Expert Commentary: Clinical Implications
The implications of this study for pediatricians and mental health professionals are profound. First, the 6.3% prevalence rate of clinical ARFI underscores the need for routine screening in primary care settings. Clinicians should be mindful that persistent restrictive eating is often associated with broader developmental risks.
Second, the discovery of the ADCY3 association and the heritability of the trait should help reduce the stigma often felt by parents. Rather than viewing restrictive eating solely as a behavioral or parenting issue, it should be recognized as a complex phenotype with a significant genetic component. This biological perspective may pave the way for more targeted pharmacological or behavioral interventions in the future.
Finally, the study highlights the importance of ‘persistence’ as a clinical red flag. While transient picky eating is common, children whose symptoms persist from age 3 to age 8 are at the highest risk for long-term developmental difficulties and should be prioritized for comprehensive multidisciplinary assessment.
Conclusions and Future Directions
This landmark study clarifies that ARFI is a prevalent and clinically significant condition within the pediatric population. By identifying the genetic architecture and developmental trajectories of ARFI, the researchers have provided a foundation for future precision medicine approaches. The findings suggest that interventions should not only focus on expanding a child’s diet but also provide broad support for associated neurodevelopmental and gastrointestinal challenges. Future research should continue to explore the functional role of ADCY3 in restrictive eating and investigate whether early interventions can alter the developmental trajectory of children with persistent ARFI phenotypes.

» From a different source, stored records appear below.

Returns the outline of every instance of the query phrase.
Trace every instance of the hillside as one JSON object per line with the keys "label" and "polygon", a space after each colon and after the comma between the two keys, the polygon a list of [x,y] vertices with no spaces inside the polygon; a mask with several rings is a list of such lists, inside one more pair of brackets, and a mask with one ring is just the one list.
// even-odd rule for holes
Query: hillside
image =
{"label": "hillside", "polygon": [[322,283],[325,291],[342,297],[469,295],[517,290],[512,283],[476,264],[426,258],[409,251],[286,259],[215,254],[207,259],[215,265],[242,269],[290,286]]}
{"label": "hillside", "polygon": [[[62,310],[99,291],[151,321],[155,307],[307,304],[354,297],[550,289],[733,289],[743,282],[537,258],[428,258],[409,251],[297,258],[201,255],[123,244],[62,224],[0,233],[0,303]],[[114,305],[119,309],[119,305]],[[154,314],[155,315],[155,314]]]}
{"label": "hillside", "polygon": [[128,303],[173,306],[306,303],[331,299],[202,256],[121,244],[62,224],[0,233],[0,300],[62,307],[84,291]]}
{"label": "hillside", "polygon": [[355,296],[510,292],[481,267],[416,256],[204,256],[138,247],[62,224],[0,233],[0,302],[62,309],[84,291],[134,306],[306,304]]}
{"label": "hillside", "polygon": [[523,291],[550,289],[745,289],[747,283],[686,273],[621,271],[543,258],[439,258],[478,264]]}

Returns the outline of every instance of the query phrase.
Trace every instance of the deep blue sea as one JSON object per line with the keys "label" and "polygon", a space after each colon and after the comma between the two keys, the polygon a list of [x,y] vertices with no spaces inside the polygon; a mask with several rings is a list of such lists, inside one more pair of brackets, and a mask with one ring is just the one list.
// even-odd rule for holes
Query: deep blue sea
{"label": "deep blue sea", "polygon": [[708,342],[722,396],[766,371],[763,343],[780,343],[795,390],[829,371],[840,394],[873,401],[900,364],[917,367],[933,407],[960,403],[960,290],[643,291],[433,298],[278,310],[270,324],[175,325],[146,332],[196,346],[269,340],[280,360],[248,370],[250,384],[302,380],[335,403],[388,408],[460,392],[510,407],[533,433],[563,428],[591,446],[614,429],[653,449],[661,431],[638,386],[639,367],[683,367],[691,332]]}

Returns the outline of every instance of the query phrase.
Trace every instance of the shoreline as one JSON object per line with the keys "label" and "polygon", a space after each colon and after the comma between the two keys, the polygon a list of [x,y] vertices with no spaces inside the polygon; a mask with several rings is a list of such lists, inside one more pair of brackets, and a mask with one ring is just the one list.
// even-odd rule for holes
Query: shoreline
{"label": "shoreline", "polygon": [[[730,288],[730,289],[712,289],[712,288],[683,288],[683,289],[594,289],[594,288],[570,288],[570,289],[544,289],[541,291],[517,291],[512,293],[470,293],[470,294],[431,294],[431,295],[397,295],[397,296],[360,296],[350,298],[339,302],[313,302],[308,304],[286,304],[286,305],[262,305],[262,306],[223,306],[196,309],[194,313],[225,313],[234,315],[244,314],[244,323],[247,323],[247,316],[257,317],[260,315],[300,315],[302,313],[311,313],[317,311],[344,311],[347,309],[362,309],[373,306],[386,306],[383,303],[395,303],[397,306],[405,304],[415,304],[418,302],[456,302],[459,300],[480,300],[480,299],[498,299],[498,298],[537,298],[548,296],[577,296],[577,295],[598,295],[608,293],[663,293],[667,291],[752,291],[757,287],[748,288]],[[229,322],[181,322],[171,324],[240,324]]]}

Funding and ClinicalTrials.gov
This study was supported by grants from the Research Council of Norway and the South-Eastern Norway Regional Health Authority. Data originated from the Norwegian Mother, Father, and Child Cohort Study (MoBa). The study was preregistered on the Open Science Framework.
References
1. Bjørndal LD, Corfield EC, Hannigan LJ, et al. Prevalence, Characteristics, and Genetic Architecture of Avoidant/Restrictive Food Intake Phenotypes. JAMA Pediatr. 2026;180(1):45-55. doi:10.1001/jamapediatrics.2025.4786 IF: 18.0 Q1 .2. Bryant-Waugh R. Avoidant restrictive food intake disorder: an illustrative case example. Clin Child Psychol Psychiatry. 2013;18(4):489-496.
3. Grilo CM. Avoidant/restrictive food intake disorder (ARFID) at age 7 years in a nationwide cohort: prevalence, co-occurrence, and risk factors. Z Kinder Jugendpsychiatr Psychother. 2021;49(4):284-290.